What do Sony, Citigroup, and Coca-Cola all have in common?
Each of these companies has been hacked. And they aren’t the only ones.
Technology companies, including Twitter, Facebook, Apple, and Evernote, have all gone public in the last few months about attacks from sophisticated cybercriminals, as well.
In January, the New York Times admitted it had been hacked in a front-page article, despite use of anti-virus software created by security software maker Symantec. The Wall Street Journal came out shortly thereafter to admit it too had been hacked.
And those are just the companies that have decided to go public about the attacks. Many more companies who have suffered security breaches simply keep it quiet, often based on advice from their lawyers.
Preventing A Breach of Security
Unfortunately, with the sheer amount of data, devices, entry points, and users in the operations of many companies, it’s almost impossible to be entirely breach-proof. To remain competitive in today’s digital age, companies have to facilitate the flow of information.
However, there are preventative measures companies can take to keep key documentation secure and limit the threat they face. Basic levels of prevention include:
-Use a firewall for all computers
-Ensure they are protected with anti-virus, anti-spyware, and anti-malware software
-Keep software up-to-date
-Backup important information in a secure location in case of data loss
-Lock or turn off computers (which should require a password to log in) whenever they are not in use
-Use strong passwords, including upper and lowercase letters, numbers, symbols, etc.
-Encrypt wireless routers
-Educate employees on common “human hack” techniques, such as phishing (which is what allowed the New York Times to be hacked), and how to avoid making their work computers vulnerable
Each of these is an added layer of protection between a company’s computers and a cybercriminal.
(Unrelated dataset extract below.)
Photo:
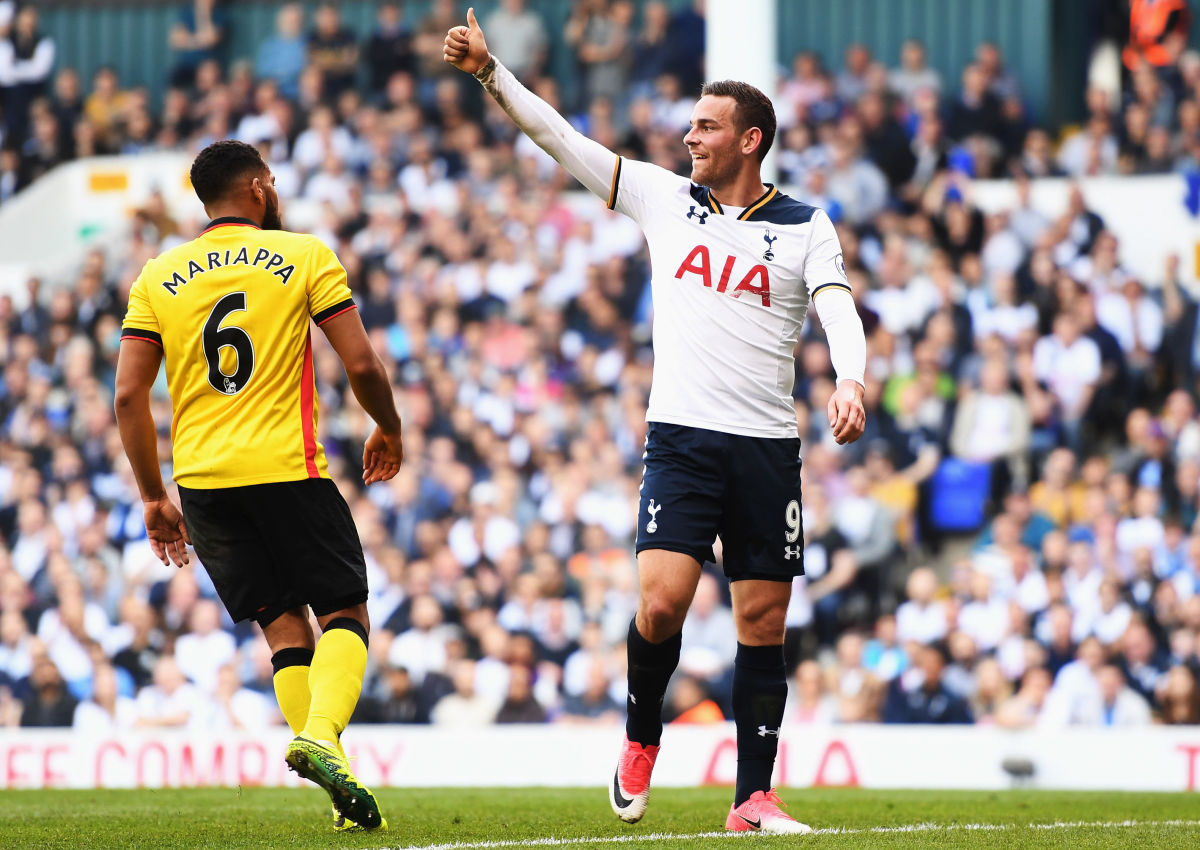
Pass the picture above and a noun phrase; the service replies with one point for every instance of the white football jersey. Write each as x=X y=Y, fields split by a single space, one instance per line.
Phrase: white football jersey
x=731 y=289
However, for highly sensitive data (e.g., credit card numbers, financial account information or intellectual property), additional measures should be taken.
Strong preventatives include:
-256-bit encryption of files during file transfer
-Multi-factor authentication for logins
-Audit logs to determine who has accessed sensitive documents and when
-Permission-based roles, set in accordance with who needs to access the information and why
Top-level security also includes storing your sensitive information in a physically-secure data center, such as that provided by a secure virtual data room.
Handling a Security Breach
Of course, even with the best intentions and with security measures in place, there is always a small chance that a breach can occur at any company, so create a Security Breach Plan in advance.
Such a plan sets out the company’s strategy for limiting threats, closing vulnerabilities, and repairing the impact the breach has had. It should include whether or not the company will go public with the information and how it will protect its reputation, augment its resources, mitigate regulatory impact, control spending, and prepare for potential litigation.
With both preventative measures and a security breach management plan in place, a company will be as prepared as possible against the possibility of a cyberattack.